The cookie source is what lets the browser's `EventSource` authenticate
against the SSE live-events endpoint — `EventSource` cannot set request
headers, but Access sets the `CF_Authorization` cookie on the domain.

oauth2-proxy / Keycloak / Authentik and other standard OIDC setups work
with plain bearer tokens: keep the default `oidc_token_sources =
["bearer"]` and set `oidc_issuer` + `oidc_audience` (plus `oidc_jwks_url`
only when issuer discovery is unavailable).

## SQL conventions

SQL ships as package data: `src/loopyard/db/migrations/*.sql` is applied
exactly once per file, `src/loopyard/db/functions/*.sql` holds idempotent
`CREATE OR REPLACE` definitions that are all reapplied on every migrate.
Both are processed in lexicographic filename order — that order is the
contract, so zero-pad migration prefixes (`0001_...`) and encode
inter-function dependencies via filename prefixes.
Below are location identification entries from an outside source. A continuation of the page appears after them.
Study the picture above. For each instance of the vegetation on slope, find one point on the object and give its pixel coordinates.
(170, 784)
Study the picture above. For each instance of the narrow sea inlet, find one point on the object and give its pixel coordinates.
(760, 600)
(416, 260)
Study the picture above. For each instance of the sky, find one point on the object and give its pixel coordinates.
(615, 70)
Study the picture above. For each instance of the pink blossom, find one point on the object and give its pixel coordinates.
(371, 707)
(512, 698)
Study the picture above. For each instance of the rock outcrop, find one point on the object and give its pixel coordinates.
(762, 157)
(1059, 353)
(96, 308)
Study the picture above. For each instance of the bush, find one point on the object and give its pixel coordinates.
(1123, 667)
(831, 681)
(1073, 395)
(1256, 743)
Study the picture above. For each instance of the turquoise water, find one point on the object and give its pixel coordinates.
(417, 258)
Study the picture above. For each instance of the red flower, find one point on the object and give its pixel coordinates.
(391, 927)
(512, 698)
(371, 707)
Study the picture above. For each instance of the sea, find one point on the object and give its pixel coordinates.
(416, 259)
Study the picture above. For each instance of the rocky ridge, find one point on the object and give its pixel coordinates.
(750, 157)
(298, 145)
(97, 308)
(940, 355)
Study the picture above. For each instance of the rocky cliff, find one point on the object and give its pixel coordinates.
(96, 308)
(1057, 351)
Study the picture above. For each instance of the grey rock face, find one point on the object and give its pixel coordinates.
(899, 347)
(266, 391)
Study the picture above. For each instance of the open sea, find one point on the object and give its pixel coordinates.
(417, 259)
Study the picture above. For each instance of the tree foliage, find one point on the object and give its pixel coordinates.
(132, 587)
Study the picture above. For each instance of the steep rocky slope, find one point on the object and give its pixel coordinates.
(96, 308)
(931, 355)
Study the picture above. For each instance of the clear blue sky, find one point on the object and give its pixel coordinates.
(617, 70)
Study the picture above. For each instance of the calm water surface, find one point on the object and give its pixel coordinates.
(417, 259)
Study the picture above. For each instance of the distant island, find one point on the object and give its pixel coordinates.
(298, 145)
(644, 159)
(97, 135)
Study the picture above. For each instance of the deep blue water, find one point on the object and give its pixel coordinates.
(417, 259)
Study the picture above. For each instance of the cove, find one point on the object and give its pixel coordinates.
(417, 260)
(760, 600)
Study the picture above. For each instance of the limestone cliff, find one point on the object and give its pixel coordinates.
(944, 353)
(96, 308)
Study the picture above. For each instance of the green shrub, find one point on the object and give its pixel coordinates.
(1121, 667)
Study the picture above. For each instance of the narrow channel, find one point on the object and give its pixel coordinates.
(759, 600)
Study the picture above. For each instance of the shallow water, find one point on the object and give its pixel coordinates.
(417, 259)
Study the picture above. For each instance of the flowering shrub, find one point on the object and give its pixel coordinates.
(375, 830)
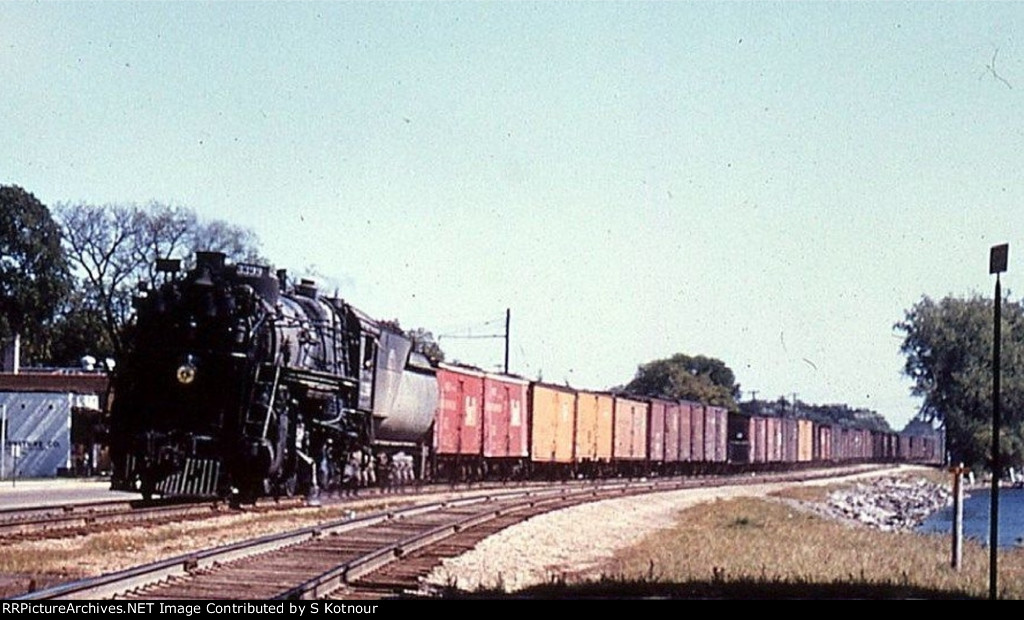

Every file runs in its
own transaction; statements that refuse to run in a transaction block
(e.g. `CREATE INDEX CONCURRENTLY`) are unsupported for now.

## Tests

```sh
uv run -m pytest
```

Tests start a throwaway `postgres:18` [testcontainer](https://testcontainers-python.readthedocs.io/)
and need a working Docker daemon. To use an existing PostgreSQL server
instead (e.g. in CI), set `LOOPYARD_TEST_DSN` to a server the suite may
create and drop databases on:

```sh
LOOPYARD_TEST_DSN=postgresql://loopyard:loopyard@127.0.0.1:5439/loopyard uv run -m pytest
```

The harness migrates a template database once per session and clones a
fresh database per test, so each test gets an isolated schema and may open
multiple concurrent connections.

## Running vibe-loop against this board

This repo self-hosts: its own development dispatch runs through `vibe-loop`
against loopyard's own PostgreSQL-backed board (see `.vibe-loop.toml`).
Project selection is via an environment variable, never a committed file or
baked CLI flag:

```sh
export LOOPYARD_PROJECT=loopyard
vibe-loop run-until-done
```

(`vibe-loop autopilot run` additionally needs an `[autopilot]` block in
`.vibe-loop.toml`, which this wiring does not yet configure.)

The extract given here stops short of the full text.